# Windows 8.1 Starbutton



## Vordack (27. Juni 2013)

Chip.de schrieb:
			
		

> Start-Button und Desktop-Boot
> 
> Mit dem Update auf Windows 8.1 erhält Windows 8 jede Menge neue Features: Der Startbutton auf dem klassischen Desktop ist künftig wieder mit an Bord. In Form des Modern-UI-Symbols von Windows befindet er sich wie gewohnt am linken Ende der Taskleiste. *Im Gegensatz zu Windows 7 öffnet er aber kein Startmenü, sondern führt lediglich auf den Startbildschirm. *Während die Schaltfläche auf dem Desktop ständig sichtbar ist, wird sie auf dem Startbildschirm nur beim Mauszeig in die linke, untere Bildschirmecke eingeblendet. Über einen neuen Tab in den Taskleisteneigenschaften können Sie zudem einstellen, dass Windows 8.1 direkt auf den Desktop oder in die App-Übersicht booten soll.



ROFLMAO

Let the Flamewars begin 

Also ich bleib bei meinem Startbutton Addon wenn es irgendwie geht


----------



## SchwarmPrinz (27. Juni 2013)

Auf den Desktop Booten wäre fein, aber alles andere gefällt mir so wie es ist schon ziemlich gut mit Windows 8.0


----------



## Kreon (27. Juni 2013)

Nutze zwar WIn 8, aber was ist denn mit dem Startbildschirm gemeint?


----------



## Shadow_Man (28. Juni 2013)

Das ist ja dann absolut sinnfrei  Die meisten wollen doch wohl eher eine Option, mit der sie auf dem PC die Modern UI komplett deaktivieren können und es so verwenden können, wie die Windows-Versionen zuvor.


----------



## Neawoulf (28. Juni 2013)

"Herzlichen Glückwunsch, Ihr Haus hat jetzt eine Tür! "
"Und da kann ich jederzeit rein und raus? "
"Nee, hinter der Tür is ne Wand!"
"Oh ..."

Was nützt der Startbutton, wenn es dahinter kein konfigurierbares Menü gibt,  in dem man wichtige Programme,  Dateien usw. verknüpfen kann? Darum geht es doch. Der Button selbst ist mir egal,  ich hab schließlich ne Windows-Taste. Das verdammte Menü will ich haben, damit ich nicht tausend Verknüpfungen auf dem Desktop hab oder alles im unflexibelen Metrobildschirm raussuchen muss, der komplett vom Desktop getrennt ist.

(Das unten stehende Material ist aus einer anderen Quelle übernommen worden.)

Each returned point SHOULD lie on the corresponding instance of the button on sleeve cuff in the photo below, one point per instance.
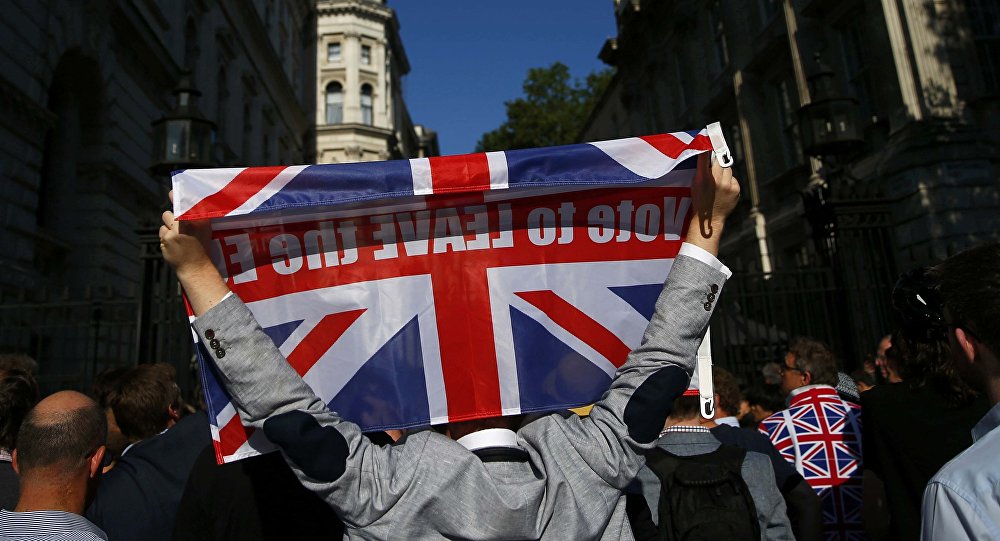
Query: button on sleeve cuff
(702, 255)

Man, Microsoft hat im Moment echt Probleme zu kapieren,  was der Kunde will.


----------



## Rettar33 (1. Juli 2013)

Microsoft wird sich damit viel Kritik einheimsen. Der einzige Grund, warum Microsoft sich so vehement gegen alte Windows-Zeiten wehrt liegt imo im Aufkommen der mobilen Möglichkeiten. Offensichtlich will Windows hier Desktoplösungen und mobile Lösungen angleichen, um so sorgenfreie Kompatibilität zu gewährleisten.


----------



## LOX-TT (1. Juli 2013)

Rettar33 schrieb:


> Microsoft wird sich damit viel Kritik einheimsen.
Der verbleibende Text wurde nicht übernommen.